= Ernie Nordli =

American layout artist

Ernest Nordli (June 15, 1912 – April 22, 1968) was an American animation designer and layout artist, most notably for Walt Disney Studios.

== Biography ==
He was born in Salt Lake City, Utah to Norwegian immigrant Hans Magnus Nordli (1884-1975) and Hedvig Charlotte Esterblom (1888-1976) who was of Swedish heritage. He studied art at the Santa Barbara School of the Arts.

Nordli, nicknamed "Ernie", was a talented artist whose work had an appealing modern sensibility. He started at Disney in 1936 and served as an art director/layout artist on Dumbo and Fantasia, and worked on many of the studio's shorts through the mid-1940s, including such Donald Duck shorts as The Plastics Inventor and Donald's Double Trouble. He left Disney and in the 1950s became the layout artist for Chuck Jones, in the absence of Maurice Noble.
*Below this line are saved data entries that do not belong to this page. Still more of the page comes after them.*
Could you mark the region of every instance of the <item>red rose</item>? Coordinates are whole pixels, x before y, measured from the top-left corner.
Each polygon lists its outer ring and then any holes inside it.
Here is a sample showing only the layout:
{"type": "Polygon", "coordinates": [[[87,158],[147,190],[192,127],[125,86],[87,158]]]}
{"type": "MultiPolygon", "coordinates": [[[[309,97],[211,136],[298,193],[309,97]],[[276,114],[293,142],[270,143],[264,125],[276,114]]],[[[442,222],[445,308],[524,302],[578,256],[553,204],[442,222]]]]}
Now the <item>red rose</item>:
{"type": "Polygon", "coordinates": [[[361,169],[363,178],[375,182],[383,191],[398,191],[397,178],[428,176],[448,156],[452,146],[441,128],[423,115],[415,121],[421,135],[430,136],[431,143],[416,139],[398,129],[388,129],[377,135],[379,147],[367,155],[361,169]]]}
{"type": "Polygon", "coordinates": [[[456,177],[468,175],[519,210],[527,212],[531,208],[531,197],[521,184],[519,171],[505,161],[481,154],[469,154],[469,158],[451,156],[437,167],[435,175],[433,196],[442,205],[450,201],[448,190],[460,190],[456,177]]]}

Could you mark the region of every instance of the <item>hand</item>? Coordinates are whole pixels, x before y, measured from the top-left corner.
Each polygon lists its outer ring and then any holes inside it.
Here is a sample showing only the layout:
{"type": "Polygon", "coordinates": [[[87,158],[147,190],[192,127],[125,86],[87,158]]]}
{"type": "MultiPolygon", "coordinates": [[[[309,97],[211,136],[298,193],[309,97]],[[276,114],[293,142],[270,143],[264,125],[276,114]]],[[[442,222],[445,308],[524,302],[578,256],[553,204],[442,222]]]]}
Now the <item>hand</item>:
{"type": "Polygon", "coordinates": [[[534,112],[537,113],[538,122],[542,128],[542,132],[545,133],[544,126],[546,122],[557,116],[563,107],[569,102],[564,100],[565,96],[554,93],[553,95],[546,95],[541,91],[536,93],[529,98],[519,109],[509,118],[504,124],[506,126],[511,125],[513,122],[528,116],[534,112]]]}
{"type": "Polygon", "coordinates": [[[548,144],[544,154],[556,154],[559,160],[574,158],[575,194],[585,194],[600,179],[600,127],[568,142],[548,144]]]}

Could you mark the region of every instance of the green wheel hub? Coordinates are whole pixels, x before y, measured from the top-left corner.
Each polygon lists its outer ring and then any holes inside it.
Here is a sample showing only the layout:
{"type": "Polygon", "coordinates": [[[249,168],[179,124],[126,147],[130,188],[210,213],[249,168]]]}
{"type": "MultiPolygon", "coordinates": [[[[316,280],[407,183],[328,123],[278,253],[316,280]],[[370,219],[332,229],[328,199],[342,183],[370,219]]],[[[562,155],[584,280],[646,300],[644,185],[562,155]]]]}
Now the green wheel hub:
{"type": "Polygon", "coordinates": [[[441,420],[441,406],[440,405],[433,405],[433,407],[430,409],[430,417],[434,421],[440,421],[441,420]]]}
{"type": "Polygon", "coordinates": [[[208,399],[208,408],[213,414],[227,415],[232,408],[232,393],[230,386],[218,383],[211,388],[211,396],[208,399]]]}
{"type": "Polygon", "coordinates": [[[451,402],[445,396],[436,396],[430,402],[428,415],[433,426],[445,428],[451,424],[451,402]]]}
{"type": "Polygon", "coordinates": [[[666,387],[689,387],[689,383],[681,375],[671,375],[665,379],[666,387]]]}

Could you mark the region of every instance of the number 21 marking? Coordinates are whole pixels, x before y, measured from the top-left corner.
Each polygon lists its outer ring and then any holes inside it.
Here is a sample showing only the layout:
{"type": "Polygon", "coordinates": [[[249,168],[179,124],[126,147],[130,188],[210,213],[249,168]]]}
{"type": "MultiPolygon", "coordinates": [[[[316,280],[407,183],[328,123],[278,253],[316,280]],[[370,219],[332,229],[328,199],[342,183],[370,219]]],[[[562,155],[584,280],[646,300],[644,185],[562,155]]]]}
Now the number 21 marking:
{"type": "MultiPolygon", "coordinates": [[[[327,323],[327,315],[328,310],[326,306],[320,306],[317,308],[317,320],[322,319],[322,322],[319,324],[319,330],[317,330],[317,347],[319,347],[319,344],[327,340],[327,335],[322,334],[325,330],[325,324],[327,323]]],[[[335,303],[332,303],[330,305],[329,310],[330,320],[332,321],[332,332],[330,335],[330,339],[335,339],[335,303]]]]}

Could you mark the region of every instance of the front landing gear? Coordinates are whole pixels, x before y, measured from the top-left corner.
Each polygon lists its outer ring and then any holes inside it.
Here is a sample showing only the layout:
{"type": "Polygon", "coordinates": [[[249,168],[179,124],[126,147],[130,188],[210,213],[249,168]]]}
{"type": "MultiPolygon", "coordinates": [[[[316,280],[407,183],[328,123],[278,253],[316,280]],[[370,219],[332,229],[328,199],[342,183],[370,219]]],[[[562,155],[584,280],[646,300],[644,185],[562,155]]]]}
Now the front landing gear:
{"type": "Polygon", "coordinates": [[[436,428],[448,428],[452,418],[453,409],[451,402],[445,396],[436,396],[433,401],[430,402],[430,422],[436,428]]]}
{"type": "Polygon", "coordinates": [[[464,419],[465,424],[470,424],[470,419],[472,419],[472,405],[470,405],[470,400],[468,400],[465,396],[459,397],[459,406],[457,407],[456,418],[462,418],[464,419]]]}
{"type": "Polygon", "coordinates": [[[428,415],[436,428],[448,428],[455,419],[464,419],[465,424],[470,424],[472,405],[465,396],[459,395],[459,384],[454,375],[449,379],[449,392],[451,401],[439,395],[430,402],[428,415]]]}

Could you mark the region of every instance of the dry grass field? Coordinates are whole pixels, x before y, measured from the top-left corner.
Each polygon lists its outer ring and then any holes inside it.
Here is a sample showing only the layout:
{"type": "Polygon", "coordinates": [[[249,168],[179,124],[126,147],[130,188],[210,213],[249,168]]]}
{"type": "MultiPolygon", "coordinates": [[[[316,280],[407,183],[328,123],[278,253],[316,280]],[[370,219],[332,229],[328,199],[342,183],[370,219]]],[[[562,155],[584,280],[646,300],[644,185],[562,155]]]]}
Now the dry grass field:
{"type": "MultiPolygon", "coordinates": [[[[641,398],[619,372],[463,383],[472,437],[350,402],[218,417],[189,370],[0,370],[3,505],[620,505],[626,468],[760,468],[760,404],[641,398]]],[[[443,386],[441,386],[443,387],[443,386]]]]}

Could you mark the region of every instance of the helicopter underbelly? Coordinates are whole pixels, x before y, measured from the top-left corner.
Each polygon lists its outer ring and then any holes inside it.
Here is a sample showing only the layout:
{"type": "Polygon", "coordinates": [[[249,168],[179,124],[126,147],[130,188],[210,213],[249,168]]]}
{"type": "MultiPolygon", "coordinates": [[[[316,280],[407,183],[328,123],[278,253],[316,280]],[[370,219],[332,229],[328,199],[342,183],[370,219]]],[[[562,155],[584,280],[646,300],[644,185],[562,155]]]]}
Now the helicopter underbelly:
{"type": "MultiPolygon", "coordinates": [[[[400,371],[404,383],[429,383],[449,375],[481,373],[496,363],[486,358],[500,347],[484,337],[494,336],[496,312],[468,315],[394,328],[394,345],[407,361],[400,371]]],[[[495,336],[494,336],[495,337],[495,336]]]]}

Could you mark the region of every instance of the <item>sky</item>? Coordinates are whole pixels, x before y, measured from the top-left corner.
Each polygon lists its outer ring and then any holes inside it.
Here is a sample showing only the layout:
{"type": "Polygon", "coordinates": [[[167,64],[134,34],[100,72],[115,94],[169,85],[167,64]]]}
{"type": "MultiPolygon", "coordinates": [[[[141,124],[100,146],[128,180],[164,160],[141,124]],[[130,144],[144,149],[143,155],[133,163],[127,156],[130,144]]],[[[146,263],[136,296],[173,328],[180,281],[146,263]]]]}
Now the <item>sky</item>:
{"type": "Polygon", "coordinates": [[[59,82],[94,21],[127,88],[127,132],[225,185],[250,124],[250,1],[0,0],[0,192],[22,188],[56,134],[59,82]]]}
He was the layout man on eight Jones shorts, including some memorable films like Broom-Stick Bunny and Rocket-bye Baby (both 1956). After his short stint with Jones, Nordli returned to Disney where he worked on Sleeping Beauty and One Hundred and One Dalmatians, on which he was a layout stylist. He played an important role in designing the background drawing style on Dalmatians.

Nordli continued working until his death. His later credits include The Alvin Show, Gay Purr-ee (1962), Hey There, It's Yogi Bear! (1964), The Man from Button Willow (1965) and the show Johnny Cypher in Dimension Zero. In the early-1950s, Nordli also designed many covers for Dell Comics including for issues featuring Lone Ranger, Cisco Kid and Red Ryder.

He died in 1968 at age 55 in San Francisco, California. Fellow layout artist Walt Peregoy stated the opinion that he may have committed suicide.